A segurança pública tornou-se uma das principais bandeiras da extrema-direita no Brasil, que instrumentaliza o medo da população diante da violência urbana. Décadas de abandono dessa pauta pelos progressistas abriram espaço para que o bolsonarismo e outros grupos de direita capitalizassem esse medo, influenciando votos e moldando a narrativa política.
Segundo o jurista Lênio Streck, em entrevista à TV GGN [confira abaixo], a saída é clara. O governo federal precisa assumir a questão, engajar a comunidade e mostrar que o Estado protege os cidadãos.
“Nós, progressistas, não cuidamos dessa pauta. Ela foi apropriada e usada politicamente. O crescimento das bancadas de direita foi proporcional ao medo disseminado. Hoje, segurança é uma questão real, porque quem mais sofre com a violência são os pobres, tanto pela polícia quanto pelos grupos criminosos”.
“O presidente precisa mostrar à população: ‘O Estado vai cuidar de você, você tem o direito de não ser assaltado’. É preciso engajar a comunidade e tirar essa pauta do colo da extrema-direita. Segurança virou central para a manutenção da democracia. ‘Segurança, estúpido!'”.
Lições da Lava Jato e dos outsiders
O jurista alerta que o cenário político segue uma lógica darwiniana. Em um ambiente hostil, os mais fortes dominam e os mais fracos precisam criar mecanismos de sobrevivência.
“Basta uma faísca, e o incêndio começa de novo.
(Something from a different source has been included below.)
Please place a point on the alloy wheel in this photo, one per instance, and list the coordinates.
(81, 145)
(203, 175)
Isso não é só brasileiro. O México está repetindo o que aconteceu no Brasil em 2013. Ali estava o ovo da serpente: os outsiders entraram na política, demonizaram a política e criaram o ambiente propício para o lavajatismo, que engolfou tudo e se vitaminou ainda mais com o bolsonarismo”.
Streck critica a seletividade do direito penal no Brasil, afirmando que ele atua principalmente contra os “pés de chinelo”, enquanto ignora os crimes praticados por aqueles no andar de cima, onde está o verdadeiro problema.
“O Brasil é especialista em pegar o andar de baixo, mas há solidariedade com o andar de cima. Lava-Jato foi o maior exemplo de como não se faz: violar direitos fundamentais para combater crimes cria mais problema que solução”.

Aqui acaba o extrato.